Он задал вопрос очень тихо, но его голос явственно отдавал металлом.
– Я следил за боем, господин майор, – просто ответил фон Тиссен, – залез на старую березу возле своего блиндажа и оттуда наблюдал в бинокль!
– Разве можно было что-либо разглядеть в такой темноте, да еще и на расстоянии около километра?
– Насчет остальных не знаю, – улыбнулся Эрих, – но я вижу ночью, как днем, у меня получилось! К тому же светила луна…
– Достаточно, обер-лейтенант, все ясно! – оборвал фон Тиссена майор, подкрепив слова характерным, не допускающим возражений, жестом. – Ваше мнение обязательно будет учтено в ходе дальнейших разбирательств!
Ридель поправил на голове фуражку и, посмотрев уже на Хагена, с нескрываемой угрозой добавил:
– Не радуйтесь, лейтенант! Адвокат фон Тиссен вам все равно не поможет!

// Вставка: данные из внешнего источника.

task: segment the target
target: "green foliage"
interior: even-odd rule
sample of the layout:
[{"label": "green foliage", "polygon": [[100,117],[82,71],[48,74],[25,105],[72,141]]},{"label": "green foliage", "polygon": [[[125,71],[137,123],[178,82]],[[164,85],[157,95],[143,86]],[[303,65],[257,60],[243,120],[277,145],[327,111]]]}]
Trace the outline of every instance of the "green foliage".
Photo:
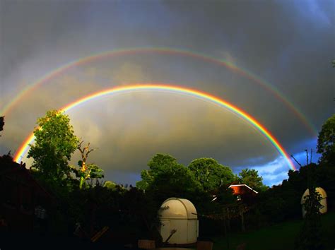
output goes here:
[{"label": "green foliage", "polygon": [[103,186],[107,188],[107,189],[116,190],[117,184],[113,181],[105,181]]},{"label": "green foliage", "polygon": [[255,169],[242,169],[238,175],[241,184],[247,184],[257,191],[264,191],[268,189],[262,182],[263,178],[258,175],[258,171]]},{"label": "green foliage", "polygon": [[4,125],[5,125],[4,117],[0,117],[0,131],[2,131],[4,130]]},{"label": "green foliage", "polygon": [[317,153],[322,154],[320,163],[335,165],[335,114],[326,121],[319,133]]},{"label": "green foliage", "polygon": [[195,183],[192,173],[171,155],[157,154],[148,162],[148,166],[149,169],[142,170],[142,180],[136,183],[136,186],[141,189],[170,185],[172,188],[184,186],[187,189]]},{"label": "green foliage", "polygon": [[78,165],[79,166],[80,169],[77,169],[72,166],[71,167],[72,172],[74,172],[76,177],[80,179],[80,189],[86,185],[86,181],[87,180],[93,180],[93,179],[98,179],[104,177],[103,170],[95,164],[85,164],[84,167],[83,167],[83,162],[82,160],[79,160],[78,162]]},{"label": "green foliage", "polygon": [[34,159],[32,168],[45,182],[62,185],[70,177],[69,161],[78,138],[74,134],[69,117],[57,110],[48,111],[37,119],[37,124],[35,143],[30,145],[28,155]]},{"label": "green foliage", "polygon": [[179,164],[171,155],[157,154],[148,165],[149,169],[142,171],[142,180],[136,183],[136,186],[145,190],[146,194],[151,195],[158,203],[170,197],[189,198],[194,201],[201,196],[200,184],[192,172]]},{"label": "green foliage", "polygon": [[194,160],[188,168],[206,192],[216,191],[220,186],[228,186],[236,179],[229,167],[223,166],[212,158]]}]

Я лично буду настаивать на том, что именно вы виновны в срыве операции!
Гюнтер, наплевав на звания, хотел жестко ему возразить, но в последний момент сдержался, увидев, как обер-лейтенант, прижав к губам указательный палец и едва ли не подпрыгивая за спиной у майора, яростно вертит головой, призывая Хагена к молчанию. Что касается Риделя, то он истолковал реакцию лейтенанта, а точнее, ее отсутствие на свои последние слова, как некое согласие с ними или даже «безоговорочную капитуляцию», чего, собственно и добивался. И потому, взглянув на подчиненного свысока и всеми фибрами впитывая одержанную, как ему казалось, только что моральную победу, командир батальона решил изобразить, будто его появление на передовой обусловлено в первую очередь глобальными проблемами, а прессинг, которому подвергся Гюнтер Хаген, – всего лишь мелкий незначительный эпизод, своего рода этакая развлекательная увертюра.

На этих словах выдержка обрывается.